ABSTRACT

This chapter will explore the recent phenomenon of erotic coffin calendar art produced to advertise funeral caskets manufactured by the Italian company Cofani Funebri since 2003, and the Polish company Lindner since 2010. The calendars of both companies were developed especially for promotion purposes and typically feature a company coffin and a scantily-dressed young woman in a sexually suggestive pose. The use of erotically posed young women is not unusual in advertising terms, and frequently such tactics are used to make goods attractive to hetero-normative men. Adverts for expensive cars, tobacco, designer clothing and aftershave typically intimate that the men who purchase the products will increase their sex appeal (Reichert and Lambert, 2003). However, the coffin calendars as a form of marketing do not seem to conform to the ‘sex sells’ marketing ploy; few people purchase their coffin before death, and even fewer would find this purchase increases their sexual appeal, plus one is simply never sexy when dead. Thus, the question arises as to where calendars sit in terms of contemporary consumer culture. In exploring this issue this chapter examines the juxtaposition in these calendars of a symbol of death (a coffin) with a symbol of fecund life (a young woman erotically presented) through the notion of iconicity.

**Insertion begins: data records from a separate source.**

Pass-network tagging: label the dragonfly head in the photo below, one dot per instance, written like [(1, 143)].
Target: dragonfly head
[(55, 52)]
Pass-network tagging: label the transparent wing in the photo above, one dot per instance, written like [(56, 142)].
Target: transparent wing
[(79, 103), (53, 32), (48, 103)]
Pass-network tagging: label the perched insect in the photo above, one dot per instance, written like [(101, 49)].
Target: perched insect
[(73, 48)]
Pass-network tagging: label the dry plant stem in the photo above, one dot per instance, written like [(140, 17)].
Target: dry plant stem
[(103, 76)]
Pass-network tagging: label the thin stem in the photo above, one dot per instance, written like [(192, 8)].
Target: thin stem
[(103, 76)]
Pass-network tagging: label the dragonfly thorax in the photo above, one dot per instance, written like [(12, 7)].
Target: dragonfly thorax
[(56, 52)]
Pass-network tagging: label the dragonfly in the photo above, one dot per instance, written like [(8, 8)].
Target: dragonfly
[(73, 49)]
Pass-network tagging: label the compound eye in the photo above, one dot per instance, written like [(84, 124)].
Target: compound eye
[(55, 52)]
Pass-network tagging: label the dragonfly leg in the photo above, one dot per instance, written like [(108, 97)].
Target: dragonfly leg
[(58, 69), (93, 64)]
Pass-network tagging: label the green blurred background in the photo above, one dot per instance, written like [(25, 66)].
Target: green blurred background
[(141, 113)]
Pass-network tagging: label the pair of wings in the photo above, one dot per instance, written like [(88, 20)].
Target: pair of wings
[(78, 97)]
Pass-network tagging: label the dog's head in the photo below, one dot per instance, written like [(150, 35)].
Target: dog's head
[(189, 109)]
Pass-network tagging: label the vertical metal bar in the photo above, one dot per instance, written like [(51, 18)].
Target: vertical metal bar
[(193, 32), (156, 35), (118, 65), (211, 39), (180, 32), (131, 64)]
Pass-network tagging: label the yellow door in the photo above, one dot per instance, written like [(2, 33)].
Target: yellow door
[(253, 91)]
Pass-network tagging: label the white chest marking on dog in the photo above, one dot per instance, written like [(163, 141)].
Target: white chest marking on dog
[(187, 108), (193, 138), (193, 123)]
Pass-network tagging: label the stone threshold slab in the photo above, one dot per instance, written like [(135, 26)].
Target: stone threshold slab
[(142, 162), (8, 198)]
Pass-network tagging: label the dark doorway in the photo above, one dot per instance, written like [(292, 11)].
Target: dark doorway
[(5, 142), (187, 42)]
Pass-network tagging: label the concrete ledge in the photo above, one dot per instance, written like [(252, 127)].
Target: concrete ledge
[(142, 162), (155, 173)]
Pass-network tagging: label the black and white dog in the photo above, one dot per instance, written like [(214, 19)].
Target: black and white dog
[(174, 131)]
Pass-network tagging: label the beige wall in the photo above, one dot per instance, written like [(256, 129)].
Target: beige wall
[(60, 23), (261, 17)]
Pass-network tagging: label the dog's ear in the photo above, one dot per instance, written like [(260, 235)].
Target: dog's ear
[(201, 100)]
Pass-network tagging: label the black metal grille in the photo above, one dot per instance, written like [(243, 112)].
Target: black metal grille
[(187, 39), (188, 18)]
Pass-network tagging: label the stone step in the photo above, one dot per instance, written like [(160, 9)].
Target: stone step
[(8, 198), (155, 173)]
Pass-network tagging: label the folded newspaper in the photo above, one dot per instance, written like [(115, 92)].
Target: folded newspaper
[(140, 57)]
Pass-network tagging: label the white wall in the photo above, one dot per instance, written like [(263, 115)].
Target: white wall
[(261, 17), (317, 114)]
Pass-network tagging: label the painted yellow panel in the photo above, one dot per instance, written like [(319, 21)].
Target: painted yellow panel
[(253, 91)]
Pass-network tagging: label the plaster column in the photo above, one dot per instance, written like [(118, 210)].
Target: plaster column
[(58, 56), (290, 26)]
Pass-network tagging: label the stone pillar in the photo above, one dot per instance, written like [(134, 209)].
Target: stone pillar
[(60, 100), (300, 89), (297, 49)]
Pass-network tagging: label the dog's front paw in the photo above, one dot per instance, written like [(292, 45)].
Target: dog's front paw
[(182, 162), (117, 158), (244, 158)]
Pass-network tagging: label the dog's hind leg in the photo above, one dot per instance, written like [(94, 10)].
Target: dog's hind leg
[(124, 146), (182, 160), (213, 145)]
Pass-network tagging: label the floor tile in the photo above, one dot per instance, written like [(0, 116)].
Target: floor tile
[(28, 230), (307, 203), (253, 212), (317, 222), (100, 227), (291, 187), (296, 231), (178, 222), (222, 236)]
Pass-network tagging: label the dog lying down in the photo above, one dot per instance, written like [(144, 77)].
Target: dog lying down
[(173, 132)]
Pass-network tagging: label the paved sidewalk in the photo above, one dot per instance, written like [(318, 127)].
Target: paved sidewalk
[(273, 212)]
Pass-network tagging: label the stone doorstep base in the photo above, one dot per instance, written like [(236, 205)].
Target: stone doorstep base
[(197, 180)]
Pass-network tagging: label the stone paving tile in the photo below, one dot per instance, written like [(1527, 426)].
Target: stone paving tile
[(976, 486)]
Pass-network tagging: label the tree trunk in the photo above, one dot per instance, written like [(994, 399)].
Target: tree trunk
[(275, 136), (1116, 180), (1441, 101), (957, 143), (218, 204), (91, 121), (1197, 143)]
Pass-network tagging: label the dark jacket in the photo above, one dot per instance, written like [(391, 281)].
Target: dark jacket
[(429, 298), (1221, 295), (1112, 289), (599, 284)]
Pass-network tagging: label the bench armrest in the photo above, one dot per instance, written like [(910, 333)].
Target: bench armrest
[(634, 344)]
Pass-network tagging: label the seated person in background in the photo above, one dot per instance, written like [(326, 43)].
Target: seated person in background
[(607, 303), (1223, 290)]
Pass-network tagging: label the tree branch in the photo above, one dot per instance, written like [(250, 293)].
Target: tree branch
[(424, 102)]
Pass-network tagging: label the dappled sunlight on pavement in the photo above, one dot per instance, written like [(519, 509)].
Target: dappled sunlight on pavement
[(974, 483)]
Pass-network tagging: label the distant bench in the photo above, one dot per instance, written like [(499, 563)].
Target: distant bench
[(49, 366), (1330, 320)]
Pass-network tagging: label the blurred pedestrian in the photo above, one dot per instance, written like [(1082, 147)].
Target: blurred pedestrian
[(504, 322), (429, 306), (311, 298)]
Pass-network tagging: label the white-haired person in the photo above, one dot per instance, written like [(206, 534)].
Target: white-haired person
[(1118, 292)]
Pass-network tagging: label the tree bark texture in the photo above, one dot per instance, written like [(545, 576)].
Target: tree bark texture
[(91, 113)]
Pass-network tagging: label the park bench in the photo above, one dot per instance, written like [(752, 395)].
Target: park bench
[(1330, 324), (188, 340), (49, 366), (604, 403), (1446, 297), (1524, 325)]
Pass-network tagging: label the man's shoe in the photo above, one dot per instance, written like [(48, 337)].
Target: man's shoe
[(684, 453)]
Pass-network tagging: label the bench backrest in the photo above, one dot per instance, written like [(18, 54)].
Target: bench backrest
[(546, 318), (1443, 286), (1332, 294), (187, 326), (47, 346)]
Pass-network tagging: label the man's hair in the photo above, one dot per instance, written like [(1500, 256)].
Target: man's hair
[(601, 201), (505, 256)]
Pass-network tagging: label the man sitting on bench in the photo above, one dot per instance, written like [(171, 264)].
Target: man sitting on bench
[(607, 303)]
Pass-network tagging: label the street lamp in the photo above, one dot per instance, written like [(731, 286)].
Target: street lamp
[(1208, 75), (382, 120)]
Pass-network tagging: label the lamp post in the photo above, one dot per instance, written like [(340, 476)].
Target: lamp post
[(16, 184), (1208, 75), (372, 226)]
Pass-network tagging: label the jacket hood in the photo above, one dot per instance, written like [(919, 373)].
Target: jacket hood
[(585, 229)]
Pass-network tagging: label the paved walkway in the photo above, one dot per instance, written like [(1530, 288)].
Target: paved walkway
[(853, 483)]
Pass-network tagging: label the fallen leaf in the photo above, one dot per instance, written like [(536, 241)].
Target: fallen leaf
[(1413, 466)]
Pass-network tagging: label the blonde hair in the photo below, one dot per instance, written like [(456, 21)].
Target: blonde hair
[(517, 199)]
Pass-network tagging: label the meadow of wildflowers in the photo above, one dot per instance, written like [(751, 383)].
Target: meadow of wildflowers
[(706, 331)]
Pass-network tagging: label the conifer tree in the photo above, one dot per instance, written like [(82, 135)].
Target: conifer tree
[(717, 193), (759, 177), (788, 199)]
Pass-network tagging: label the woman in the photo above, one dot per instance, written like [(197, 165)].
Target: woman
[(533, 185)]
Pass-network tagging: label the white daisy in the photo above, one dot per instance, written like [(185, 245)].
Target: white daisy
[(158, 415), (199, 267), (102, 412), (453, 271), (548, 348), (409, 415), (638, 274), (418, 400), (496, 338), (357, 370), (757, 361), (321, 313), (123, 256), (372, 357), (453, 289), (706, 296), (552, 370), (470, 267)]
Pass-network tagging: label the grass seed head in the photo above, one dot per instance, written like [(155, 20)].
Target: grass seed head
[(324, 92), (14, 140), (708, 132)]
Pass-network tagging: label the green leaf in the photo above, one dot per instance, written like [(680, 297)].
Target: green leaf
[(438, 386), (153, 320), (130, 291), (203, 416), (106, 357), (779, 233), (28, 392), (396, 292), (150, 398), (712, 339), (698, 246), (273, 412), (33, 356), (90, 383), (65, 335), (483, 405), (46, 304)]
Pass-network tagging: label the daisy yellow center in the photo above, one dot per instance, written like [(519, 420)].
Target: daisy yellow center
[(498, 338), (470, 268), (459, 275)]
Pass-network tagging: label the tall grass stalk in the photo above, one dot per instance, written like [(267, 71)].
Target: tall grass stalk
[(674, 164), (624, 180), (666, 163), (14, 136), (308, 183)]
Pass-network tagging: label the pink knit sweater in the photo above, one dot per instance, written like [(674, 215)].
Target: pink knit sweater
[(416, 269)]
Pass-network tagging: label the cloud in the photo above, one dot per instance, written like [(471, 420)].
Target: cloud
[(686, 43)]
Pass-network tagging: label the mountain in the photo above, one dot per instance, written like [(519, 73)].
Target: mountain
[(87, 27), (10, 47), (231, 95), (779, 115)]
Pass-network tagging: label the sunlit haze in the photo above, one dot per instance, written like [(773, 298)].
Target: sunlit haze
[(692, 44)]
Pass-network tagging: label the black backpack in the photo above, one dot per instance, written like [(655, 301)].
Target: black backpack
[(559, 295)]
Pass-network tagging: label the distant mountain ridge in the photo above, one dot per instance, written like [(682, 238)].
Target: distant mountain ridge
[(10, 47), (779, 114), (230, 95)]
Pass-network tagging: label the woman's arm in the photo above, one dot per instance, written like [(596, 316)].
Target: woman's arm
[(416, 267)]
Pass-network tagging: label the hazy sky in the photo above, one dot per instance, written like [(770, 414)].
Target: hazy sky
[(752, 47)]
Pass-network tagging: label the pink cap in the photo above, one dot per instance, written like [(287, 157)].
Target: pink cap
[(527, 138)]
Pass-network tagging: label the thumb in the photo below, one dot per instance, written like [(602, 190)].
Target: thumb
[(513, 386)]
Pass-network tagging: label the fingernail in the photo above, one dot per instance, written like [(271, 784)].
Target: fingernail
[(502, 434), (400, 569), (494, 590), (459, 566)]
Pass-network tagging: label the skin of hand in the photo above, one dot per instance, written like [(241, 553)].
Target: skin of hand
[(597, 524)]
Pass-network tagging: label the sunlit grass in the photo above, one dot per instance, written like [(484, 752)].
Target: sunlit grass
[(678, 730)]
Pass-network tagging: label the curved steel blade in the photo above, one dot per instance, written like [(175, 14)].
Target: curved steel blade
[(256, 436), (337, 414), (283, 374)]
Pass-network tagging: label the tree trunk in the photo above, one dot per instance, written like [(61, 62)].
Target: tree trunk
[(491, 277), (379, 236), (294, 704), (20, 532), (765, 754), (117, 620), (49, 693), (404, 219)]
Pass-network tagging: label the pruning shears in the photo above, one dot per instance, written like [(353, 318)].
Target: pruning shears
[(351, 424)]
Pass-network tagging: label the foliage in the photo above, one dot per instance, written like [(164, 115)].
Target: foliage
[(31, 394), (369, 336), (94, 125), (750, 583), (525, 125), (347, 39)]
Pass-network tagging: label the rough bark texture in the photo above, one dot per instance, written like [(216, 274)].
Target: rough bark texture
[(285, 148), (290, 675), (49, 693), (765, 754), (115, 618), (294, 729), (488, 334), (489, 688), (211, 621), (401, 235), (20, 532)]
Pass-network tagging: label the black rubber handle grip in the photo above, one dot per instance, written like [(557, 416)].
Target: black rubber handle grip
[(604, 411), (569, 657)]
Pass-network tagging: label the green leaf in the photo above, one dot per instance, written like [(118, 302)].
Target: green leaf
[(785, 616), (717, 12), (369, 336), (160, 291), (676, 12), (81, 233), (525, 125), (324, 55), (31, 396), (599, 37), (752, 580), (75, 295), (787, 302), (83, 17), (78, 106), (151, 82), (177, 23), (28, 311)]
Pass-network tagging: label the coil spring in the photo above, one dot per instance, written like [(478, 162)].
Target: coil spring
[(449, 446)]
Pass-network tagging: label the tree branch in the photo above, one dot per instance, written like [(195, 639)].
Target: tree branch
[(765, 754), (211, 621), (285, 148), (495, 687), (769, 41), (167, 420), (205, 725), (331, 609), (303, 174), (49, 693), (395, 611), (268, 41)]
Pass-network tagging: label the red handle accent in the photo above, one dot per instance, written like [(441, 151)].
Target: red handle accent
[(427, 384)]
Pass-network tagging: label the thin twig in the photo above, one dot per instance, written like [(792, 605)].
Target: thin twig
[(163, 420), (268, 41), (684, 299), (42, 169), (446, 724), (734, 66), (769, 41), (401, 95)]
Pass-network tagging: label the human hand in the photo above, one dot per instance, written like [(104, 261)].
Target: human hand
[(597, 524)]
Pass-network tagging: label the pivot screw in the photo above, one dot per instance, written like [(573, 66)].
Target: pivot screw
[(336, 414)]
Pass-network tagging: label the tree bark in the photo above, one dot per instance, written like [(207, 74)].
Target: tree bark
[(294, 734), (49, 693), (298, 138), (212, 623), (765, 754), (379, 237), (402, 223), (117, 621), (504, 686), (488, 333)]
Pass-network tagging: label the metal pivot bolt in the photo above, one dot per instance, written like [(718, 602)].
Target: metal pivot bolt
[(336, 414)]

Messaris has described iconicity as a form of ‘persuasive communication’ that stems from the emotional response elicited by presented images (1997, pp. viii-xv). Two time periods and genres of representation will be considered in relation to iconicity and the use of death to ‘sell’ a message. The first time period of this chapter explores the artistic background to, and iconicity of, the coffin calendar photographs through proto-and earlyReformation artworks produced in the Death and the Maiden genre (1495-1550). It will highlight how the iconicity of these Early Modern artworks was used to emphasize concerns over mortality during a time of religious change in Europe (from Roman Catholicism to Protestantism), and then compare and contrast this with current concerns over mortality during the present period of religious change in Europe (from a period of Christian domination in public life to increased institutional secularization from the late twentieth century onwards).